SPN Setup for Double hop from Client (IE) to IIS 8 to SQL Server (2012)

The following is the required steps to set up kerberos authentication for a client to sql server.

This is a rough post, created purely for self reference.  A lot of this work is talked about at the following location http://blogs.msdn.com/b/psssql/archive/2011/02/21/sharepoint-adventures-using-kerberos-with-the-report-server.aspx


  • Open ISS Manager and go to application pools.
  • Set the correct application pool to use a dedicated user – right click and slect advanced settings. Change identity to the domain user required. If you’re not sure what application pool is the being used by the web app, stop them all and then start them individually, whilst refreshing the web app. When the correct one is used, the web app should work (somewhat!).
  • Next, go to the web application web site in IIS manager. Double click authentication and enable ASP.NET Impersonation (right click and select enable).
  • Right click on Windows Authentication and enable too.
  • Right click on Windows authentication and select Advance Settings and untick Enable Kernel-mode Authentication.
  • Click ok then right click on Windows Authentication and select providers.
  • Add Negotiate:Kerberos from the available providers drop down list.  Make sure this is the top of the list of enabled providers, above negotiate.

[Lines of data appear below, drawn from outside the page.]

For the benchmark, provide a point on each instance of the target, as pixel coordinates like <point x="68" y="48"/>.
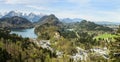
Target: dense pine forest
<point x="62" y="42"/>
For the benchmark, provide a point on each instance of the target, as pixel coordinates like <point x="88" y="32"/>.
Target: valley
<point x="51" y="40"/>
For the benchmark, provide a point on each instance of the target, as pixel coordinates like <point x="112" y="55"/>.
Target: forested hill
<point x="15" y="22"/>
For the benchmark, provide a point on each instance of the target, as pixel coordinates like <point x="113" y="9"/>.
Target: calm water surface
<point x="25" y="32"/>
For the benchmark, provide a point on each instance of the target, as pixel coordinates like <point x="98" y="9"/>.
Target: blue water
<point x="25" y="32"/>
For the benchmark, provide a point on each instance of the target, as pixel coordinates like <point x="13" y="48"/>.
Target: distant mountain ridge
<point x="15" y="22"/>
<point x="69" y="20"/>
<point x="31" y="16"/>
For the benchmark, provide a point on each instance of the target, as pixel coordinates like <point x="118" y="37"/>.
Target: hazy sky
<point x="93" y="10"/>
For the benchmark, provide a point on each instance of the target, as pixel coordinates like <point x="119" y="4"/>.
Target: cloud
<point x="29" y="1"/>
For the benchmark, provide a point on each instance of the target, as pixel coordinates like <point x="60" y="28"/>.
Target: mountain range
<point x="15" y="22"/>
<point x="36" y="17"/>
<point x="31" y="16"/>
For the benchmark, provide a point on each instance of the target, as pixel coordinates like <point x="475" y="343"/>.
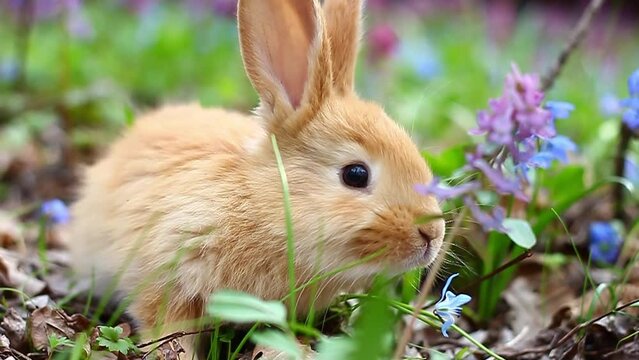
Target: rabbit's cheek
<point x="396" y="239"/>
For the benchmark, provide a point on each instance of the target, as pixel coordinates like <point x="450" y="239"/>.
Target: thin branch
<point x="575" y="39"/>
<point x="569" y="334"/>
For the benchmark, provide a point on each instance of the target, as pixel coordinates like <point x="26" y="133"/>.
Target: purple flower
<point x="444" y="192"/>
<point x="55" y="211"/>
<point x="225" y="8"/>
<point x="419" y="56"/>
<point x="605" y="242"/>
<point x="449" y="306"/>
<point x="502" y="184"/>
<point x="631" y="118"/>
<point x="517" y="115"/>
<point x="383" y="41"/>
<point x="633" y="83"/>
<point x="488" y="221"/>
<point x="631" y="114"/>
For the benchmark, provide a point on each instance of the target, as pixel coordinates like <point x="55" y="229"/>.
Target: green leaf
<point x="244" y="308"/>
<point x="520" y="232"/>
<point x="110" y="333"/>
<point x="278" y="340"/>
<point x="336" y="348"/>
<point x="110" y="338"/>
<point x="566" y="183"/>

On a domain connected computer:

Add the SPN’s:

  • Open a cmd window and add an spn for the service account that the web app is running under. This is the domain account you set for the application pool.  This SPN should be for HTTP service for the URL of the server. In this case below the server name:
    setspn -A HTTP/WebserverName domain\domainuser
    i.e: setspn -A HTTP/SGBB1234 CONTOSO\WebAppServiceUser
  • Add the SPN for the Fully qualified domain name too, i.e.:
    setspn -A HTTP/SGBB1234.CONTOSO.UK.COM CONTOSO\WebAppServiceUser
  • Now check the spn is set for the SQL Server Service account. This is the account the SQL Server is running under:
    setspn -l SQLServerServiceAccount
  • If nothing is listed, then add the spn for the database instance using port number and instance name:
    setspn -A MSSQLSvc/ServerNameFQN:portnumber domain\SQLServiceAccount
    setspn -A MSSQLSvc/ServerNameFQN:InstanceName domain\SQLServiceAccount
    setspn -A MSSQLSvc/DBServer.Contoso.UK.COM:1453 contoso\Account1
    setspn -A MSSQLSvc/DBServer.Contoso.UK.COM:Instance1 contoso\Account1
  • After you have setup the SPN’s using the SETSPN commands for the instance and port of the SQL Server Service Account, run the command <code>dsacls “CN=<CommonName>, OU=<OrganisationUnit>, DC=<DomainComponent>” /G SELF:RPWP;”servicePrincipalName”</code>
    Change the CN, OU and DC values to be appropriate for the service account.  If you look at the SETSPN command for the service account, this will provide you with these values and so the whole string can be copied and pasted I.e.
    <code>dsacls “CN=Account1,OU=Service Accounts, OU=Administrative, OU=HO, DC=contoso,DC=ad,DC=contoso,DC=com” /G SELF:RPWP;”servicePrincipalName”</code>
    The dsacls command is part of the AD feature pack.  You should see the command complete successfully.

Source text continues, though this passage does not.